Por Mauro Menezes & Advogados - Assessoria de Imprensa ∙ 13 de dezembro de 2016

Um homem diagnosticado com uma grave doença teve que acionar a Justiça para conseguir que o plano de saúde do qual era beneficiário cobrisse o tratamento de quimioterapia em caráter de urgência, solicitado pelo médico que o atendia. Em decisão proferida pela Justiça, plano de saúde deve ignorar carência e custear tratamento em casos emergenciais.

Diagnosticado com carcinoma de células escamosas – neoplasia de rebordo gengival e neoplasia cervical metástico, o homem, beneficiário de um plano de saúde do Bradesco Saúde S.A., teve o pedido de cobertura do tratamento negado inicialmente. A justificativa para a negação era que o prazo de carência de três meses estipulado no plano ainda não havia sido concluído.

Para a advogada Nathália Monici Lima, sócia do escritório Roberto Caldas, Mauro Menezes & Advogados e responsável pela condução do caso, “a negação motivada pela carência em casos de urgência e emergência é considerada abusiva e deve ser afastada, sob risco de morte do paciente”.

O caso foi parar no Tribunal de Justiça do Distrito Federal.
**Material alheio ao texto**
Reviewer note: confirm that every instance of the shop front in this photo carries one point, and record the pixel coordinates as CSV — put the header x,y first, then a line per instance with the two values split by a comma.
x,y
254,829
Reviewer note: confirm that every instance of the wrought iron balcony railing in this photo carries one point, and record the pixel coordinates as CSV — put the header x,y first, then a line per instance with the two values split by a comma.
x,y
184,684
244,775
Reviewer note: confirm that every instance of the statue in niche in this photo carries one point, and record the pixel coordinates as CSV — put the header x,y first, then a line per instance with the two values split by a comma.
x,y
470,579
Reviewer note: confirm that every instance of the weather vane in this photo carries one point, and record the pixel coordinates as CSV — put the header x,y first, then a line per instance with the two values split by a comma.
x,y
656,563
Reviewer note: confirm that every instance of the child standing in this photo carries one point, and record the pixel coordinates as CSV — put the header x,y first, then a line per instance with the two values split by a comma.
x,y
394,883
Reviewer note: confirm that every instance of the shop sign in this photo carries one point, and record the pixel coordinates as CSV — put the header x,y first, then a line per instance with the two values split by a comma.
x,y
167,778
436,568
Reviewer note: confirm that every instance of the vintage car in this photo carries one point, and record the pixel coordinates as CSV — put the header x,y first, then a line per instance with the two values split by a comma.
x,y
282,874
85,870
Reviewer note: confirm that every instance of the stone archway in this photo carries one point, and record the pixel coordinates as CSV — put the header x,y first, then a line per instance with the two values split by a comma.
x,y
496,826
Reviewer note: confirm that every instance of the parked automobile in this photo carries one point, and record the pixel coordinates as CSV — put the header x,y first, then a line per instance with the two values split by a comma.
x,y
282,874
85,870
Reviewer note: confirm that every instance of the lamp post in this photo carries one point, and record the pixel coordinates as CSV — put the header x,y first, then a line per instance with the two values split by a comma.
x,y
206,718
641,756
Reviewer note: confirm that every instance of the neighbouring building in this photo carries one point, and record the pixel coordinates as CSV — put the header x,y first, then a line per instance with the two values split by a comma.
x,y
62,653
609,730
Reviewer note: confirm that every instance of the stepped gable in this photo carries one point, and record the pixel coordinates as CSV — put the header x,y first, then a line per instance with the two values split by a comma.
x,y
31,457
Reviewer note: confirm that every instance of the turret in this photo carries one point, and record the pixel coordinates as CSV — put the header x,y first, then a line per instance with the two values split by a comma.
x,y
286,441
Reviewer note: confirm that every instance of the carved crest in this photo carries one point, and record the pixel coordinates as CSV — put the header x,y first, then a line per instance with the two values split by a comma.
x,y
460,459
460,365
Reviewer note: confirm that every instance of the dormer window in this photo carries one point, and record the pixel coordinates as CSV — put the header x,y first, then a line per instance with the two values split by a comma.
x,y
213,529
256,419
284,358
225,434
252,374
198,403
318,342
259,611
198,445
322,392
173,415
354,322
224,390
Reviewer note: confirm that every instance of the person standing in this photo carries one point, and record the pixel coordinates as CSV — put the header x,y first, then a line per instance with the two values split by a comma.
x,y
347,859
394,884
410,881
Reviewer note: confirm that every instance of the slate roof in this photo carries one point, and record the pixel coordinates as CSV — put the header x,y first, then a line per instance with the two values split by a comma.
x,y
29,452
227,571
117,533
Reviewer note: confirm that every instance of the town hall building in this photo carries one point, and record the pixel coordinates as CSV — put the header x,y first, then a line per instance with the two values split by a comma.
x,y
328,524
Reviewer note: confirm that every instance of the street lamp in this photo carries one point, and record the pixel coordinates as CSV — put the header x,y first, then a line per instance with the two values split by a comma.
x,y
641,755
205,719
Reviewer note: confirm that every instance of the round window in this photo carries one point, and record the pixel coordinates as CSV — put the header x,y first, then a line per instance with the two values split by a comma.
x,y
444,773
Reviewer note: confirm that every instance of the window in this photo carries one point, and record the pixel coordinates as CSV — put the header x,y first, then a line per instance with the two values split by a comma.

O juiz que proferiu a decisão destacou que, justamente por não poder se exigir período de carência para atendimento emergencial, o tratamento não só deveria ser custeado pela operadora de saúde como deferiu a tutela de urgência.

Plano de saúde deve ignorar carência e custear tratamento em casos emergenciais

“Com a tutela de urgência, a operadora é obrigada a autorizar o início do tratamento quimioterápico no prazo de 24 horas, sob pena de multa diária em caso de não cumprimento, com valor que pode chegar a R$ 50 mil”, explica a advogada Nathália.

A decisão da Justiça foi dada no último dia 23 de novembro. No dia seguinte, o paciente conseguiu dar início ao tratamento necessário.